In 1916, the squadron was detached to the Nore Command to guard the British southern coast, and some ships were assigned to other operations elsewhere. Hibernia and Zealandia were sent to the eastern Mediterranean in late 1915 to take part in the Gallipoli Campaign, though they saw little activity there apart from during the evacuation of Allied forces from the peninsula in early 1916. Zealandia returned to the 3rd Battle Squadron after the end of the Gallipoli Campaign. That year, Britannia was sent to the Adriatic Sea to reinforce the Italian Regia Marina (Royal Navy) against the Austro-Hungarian Navy, though she saw no action there. Africa was attached to the 9th Cruiser Squadron for service in the Atlantic Patrol in 1917, tasked with escorting convoys between Sierra Leone and Cape Town, South Africa. Africas crew was stricken with Spanish flu while she was in Sierra Leone in 1918, with some 476 men reported ill and 52 deaths.
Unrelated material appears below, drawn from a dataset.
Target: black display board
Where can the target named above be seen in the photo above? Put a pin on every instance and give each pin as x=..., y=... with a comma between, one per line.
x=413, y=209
That year, Commonwealth and Zealandia were heavily modernised, with the former being used briefly on the Northern Patrol in 1918 before serving as a gunnery training ship. Zealandia was never actually used as a training ship, but she was involved in fire control experiments and was later used as a barracks ship. Dominion and Hindustan served as depot ships to support the Zeebrugge Raid in 1918. Britannia was torpedoed by the German U-boat off Cape Trafalgar on 9 November, just two days before the Armistice with Germany that ended the fighting; she was one of the last British warships to be lost during the war. The torpedo started a serious fire in one of her 9.2-inch magazines, but like King Edward VII, she remained afloat long enough for her crew to be taken off, though some fifty men were killed in the torpedoing and subsequent fire. The six surviving members of the class were sold to ship breakers between 1920 and 1923 and were subsequently broken up for scrap.